北九州市の特定危険指定暴力団「工藤会」のトップで総裁の野村悟被告(74)は、平成10年から26年にかけて北九州市や周辺の地域で漁協の元組合長が射殺された事件のほか、元警察官や看護師ら3人が拳銃や刃物で襲われけがをした事件に関わったとして、殺人などの罪に問われました。

野村被告は無罪を主張していましたが、福岡地方裁判所は24日、4つの事件すべてに組織のトップの被告が関与したと認め、死刑を言い渡しました。

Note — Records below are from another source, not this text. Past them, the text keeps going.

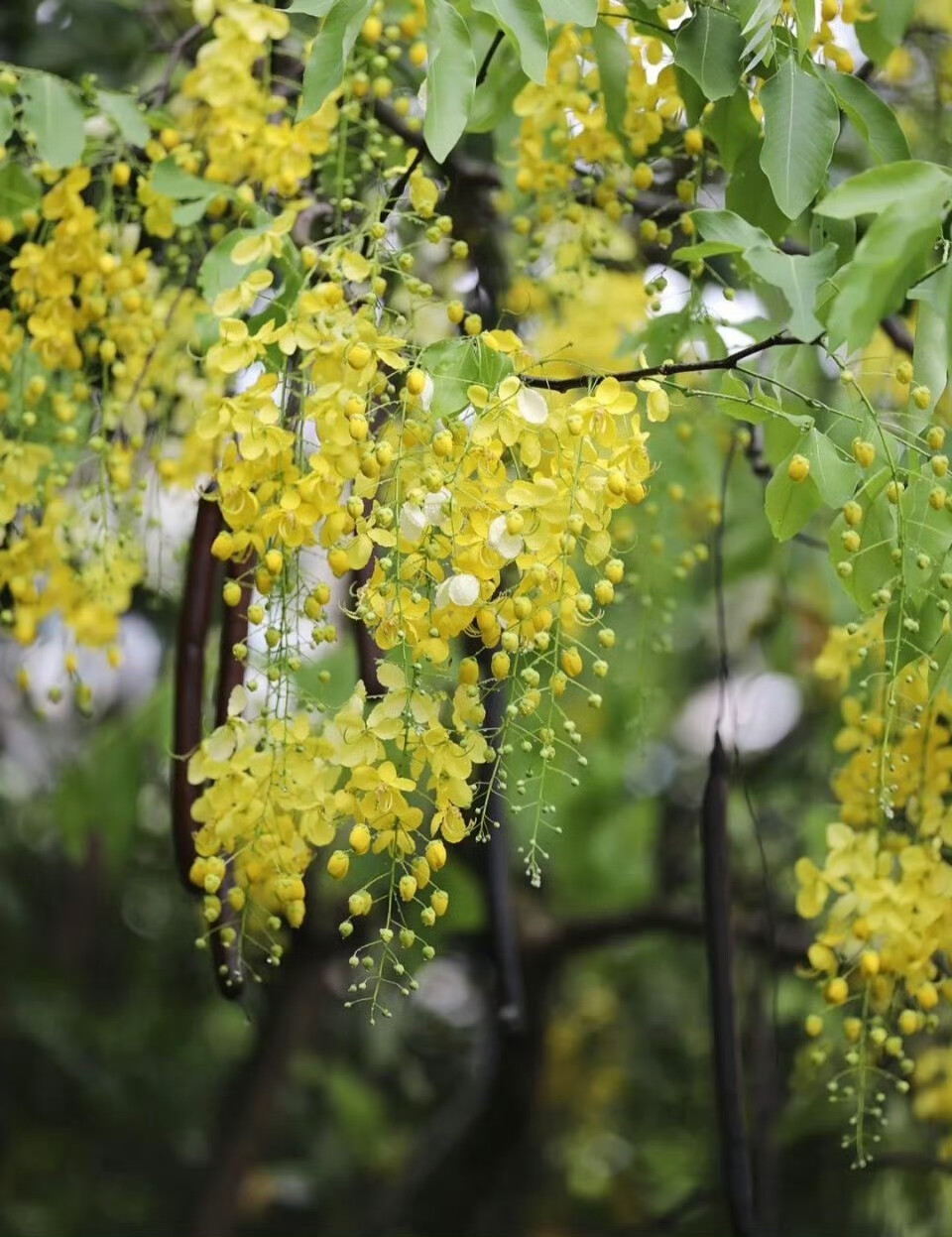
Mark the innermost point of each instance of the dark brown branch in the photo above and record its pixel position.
(228, 957)
(201, 576)
(669, 367)
(175, 55)
(733, 1145)
(557, 944)
(487, 59)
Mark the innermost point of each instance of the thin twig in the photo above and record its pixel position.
(487, 59)
(669, 367)
(491, 805)
(228, 959)
(716, 882)
(175, 55)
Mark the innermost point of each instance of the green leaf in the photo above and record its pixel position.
(124, 111)
(582, 13)
(709, 48)
(932, 358)
(872, 563)
(6, 118)
(450, 78)
(750, 194)
(188, 213)
(735, 399)
(797, 277)
(611, 54)
(311, 8)
(878, 188)
(492, 103)
(525, 23)
(454, 365)
(886, 31)
(727, 229)
(833, 472)
(691, 95)
(324, 70)
(19, 190)
(873, 120)
(218, 272)
(895, 251)
(760, 30)
(801, 124)
(732, 128)
(172, 182)
(921, 629)
(787, 504)
(55, 118)
(926, 531)
(825, 230)
(805, 25)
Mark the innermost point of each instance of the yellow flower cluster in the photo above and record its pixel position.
(565, 123)
(885, 888)
(91, 362)
(235, 128)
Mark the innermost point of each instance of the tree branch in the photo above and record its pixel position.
(487, 59)
(669, 367)
(201, 575)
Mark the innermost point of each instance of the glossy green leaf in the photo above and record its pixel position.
(751, 194)
(454, 365)
(878, 188)
(328, 60)
(611, 55)
(6, 118)
(760, 33)
(801, 124)
(732, 128)
(311, 8)
(825, 230)
(886, 23)
(932, 356)
(895, 251)
(174, 182)
(805, 11)
(218, 272)
(450, 78)
(728, 229)
(797, 279)
(54, 115)
(525, 24)
(835, 474)
(787, 504)
(709, 48)
(872, 564)
(873, 120)
(19, 190)
(492, 101)
(125, 113)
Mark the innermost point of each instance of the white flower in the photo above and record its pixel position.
(238, 701)
(415, 521)
(506, 545)
(532, 406)
(457, 590)
(412, 524)
(434, 504)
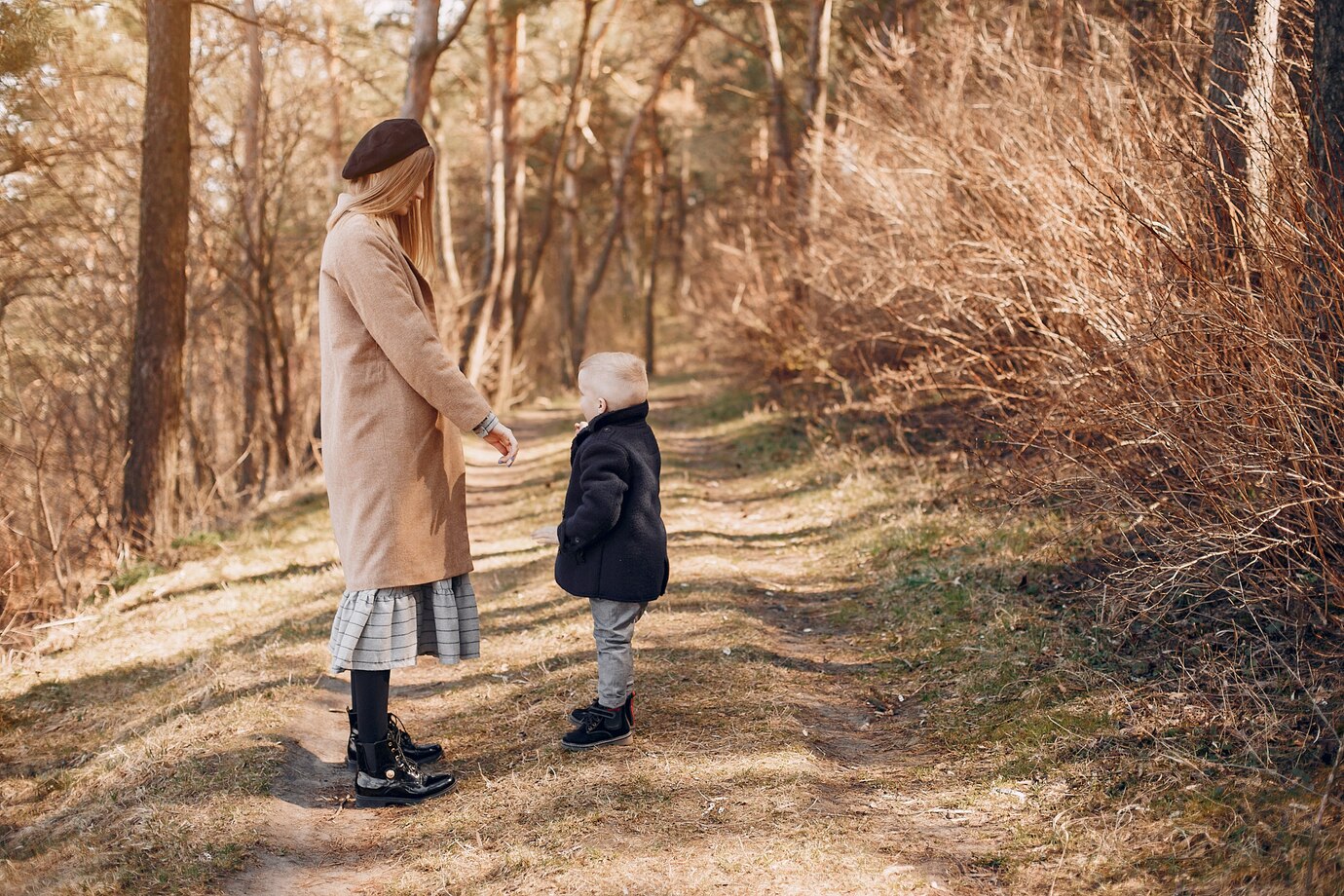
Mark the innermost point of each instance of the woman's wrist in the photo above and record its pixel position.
(484, 428)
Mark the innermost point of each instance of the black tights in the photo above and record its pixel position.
(368, 693)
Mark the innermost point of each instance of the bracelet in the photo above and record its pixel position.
(484, 428)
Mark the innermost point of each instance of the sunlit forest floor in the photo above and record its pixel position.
(858, 683)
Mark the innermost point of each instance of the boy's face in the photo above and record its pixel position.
(590, 402)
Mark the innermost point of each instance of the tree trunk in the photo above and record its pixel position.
(579, 336)
(156, 376)
(1237, 131)
(427, 47)
(251, 471)
(781, 144)
(496, 262)
(1325, 137)
(446, 251)
(562, 144)
(653, 250)
(576, 153)
(819, 77)
(335, 91)
(515, 168)
(683, 197)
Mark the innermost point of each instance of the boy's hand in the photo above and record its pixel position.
(502, 438)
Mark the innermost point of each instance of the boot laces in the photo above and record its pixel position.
(399, 758)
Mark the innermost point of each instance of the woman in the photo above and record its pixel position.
(392, 406)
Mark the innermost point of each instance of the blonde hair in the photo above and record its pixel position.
(381, 194)
(624, 379)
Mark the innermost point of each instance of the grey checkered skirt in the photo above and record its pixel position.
(389, 627)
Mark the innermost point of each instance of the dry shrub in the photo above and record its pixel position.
(1035, 244)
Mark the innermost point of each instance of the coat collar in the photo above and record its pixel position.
(622, 417)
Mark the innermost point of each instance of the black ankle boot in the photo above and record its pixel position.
(601, 727)
(577, 715)
(388, 778)
(420, 754)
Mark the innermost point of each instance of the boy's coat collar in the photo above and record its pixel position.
(621, 417)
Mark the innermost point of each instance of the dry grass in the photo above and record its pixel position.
(1023, 255)
(859, 683)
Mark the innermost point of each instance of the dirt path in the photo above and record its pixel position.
(784, 743)
(767, 758)
(312, 843)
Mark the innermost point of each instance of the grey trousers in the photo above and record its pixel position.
(613, 627)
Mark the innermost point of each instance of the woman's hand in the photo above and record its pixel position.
(502, 438)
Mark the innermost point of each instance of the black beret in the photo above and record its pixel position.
(385, 145)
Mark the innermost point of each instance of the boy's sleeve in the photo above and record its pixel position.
(378, 290)
(602, 484)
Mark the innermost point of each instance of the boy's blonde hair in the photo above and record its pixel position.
(624, 379)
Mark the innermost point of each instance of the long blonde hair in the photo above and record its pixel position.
(381, 194)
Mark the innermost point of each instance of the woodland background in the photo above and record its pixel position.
(1093, 244)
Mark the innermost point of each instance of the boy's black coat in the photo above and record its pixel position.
(613, 544)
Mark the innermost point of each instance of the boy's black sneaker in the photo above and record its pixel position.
(601, 727)
(579, 715)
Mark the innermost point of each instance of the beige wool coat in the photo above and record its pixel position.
(392, 409)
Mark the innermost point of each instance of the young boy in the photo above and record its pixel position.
(613, 548)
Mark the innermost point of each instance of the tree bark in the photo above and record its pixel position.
(781, 142)
(496, 264)
(576, 153)
(1325, 137)
(562, 144)
(335, 92)
(156, 372)
(1237, 131)
(819, 77)
(653, 250)
(446, 251)
(251, 471)
(579, 337)
(427, 47)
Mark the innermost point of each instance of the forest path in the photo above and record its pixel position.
(781, 740)
(765, 760)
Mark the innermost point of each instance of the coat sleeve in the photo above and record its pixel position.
(374, 280)
(602, 482)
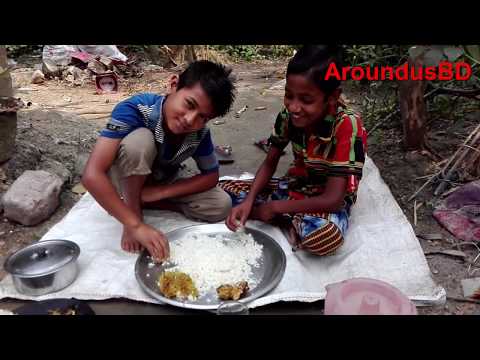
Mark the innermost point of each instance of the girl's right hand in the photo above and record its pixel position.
(238, 215)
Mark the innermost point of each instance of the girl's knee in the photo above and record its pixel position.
(323, 241)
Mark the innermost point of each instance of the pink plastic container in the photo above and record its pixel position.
(362, 296)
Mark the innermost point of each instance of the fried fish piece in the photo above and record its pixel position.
(176, 284)
(232, 292)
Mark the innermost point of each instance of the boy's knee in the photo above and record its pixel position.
(223, 206)
(211, 206)
(137, 152)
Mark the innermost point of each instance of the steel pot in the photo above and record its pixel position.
(44, 267)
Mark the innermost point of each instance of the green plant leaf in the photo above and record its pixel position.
(473, 51)
(433, 57)
(416, 51)
(453, 53)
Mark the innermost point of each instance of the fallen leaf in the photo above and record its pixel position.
(79, 189)
(455, 253)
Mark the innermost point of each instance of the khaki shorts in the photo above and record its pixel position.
(136, 156)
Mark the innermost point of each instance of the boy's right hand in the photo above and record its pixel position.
(153, 240)
(238, 215)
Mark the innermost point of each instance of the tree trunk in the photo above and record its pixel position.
(413, 109)
(8, 120)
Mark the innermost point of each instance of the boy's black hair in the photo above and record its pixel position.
(214, 79)
(313, 61)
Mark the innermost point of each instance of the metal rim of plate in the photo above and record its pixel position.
(271, 274)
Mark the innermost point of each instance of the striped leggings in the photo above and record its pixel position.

野村被告はこの判決を不服として、26日までに福岡高等裁判所に控訴しました。

また、無期懲役の判決を言い渡された組織のナンバー2の田上不美夫被告(65)も控訴しました。

一方、野村被告が判決後に裁判長に向けて「公正な判断ではない。生涯、後悔する」などと発言したことについて、被告の弁護士は「接見した際に被告は『脅しのつもりではない』と話していた。裁判官として職務上、後悔するという意味の発言だと思う」としています。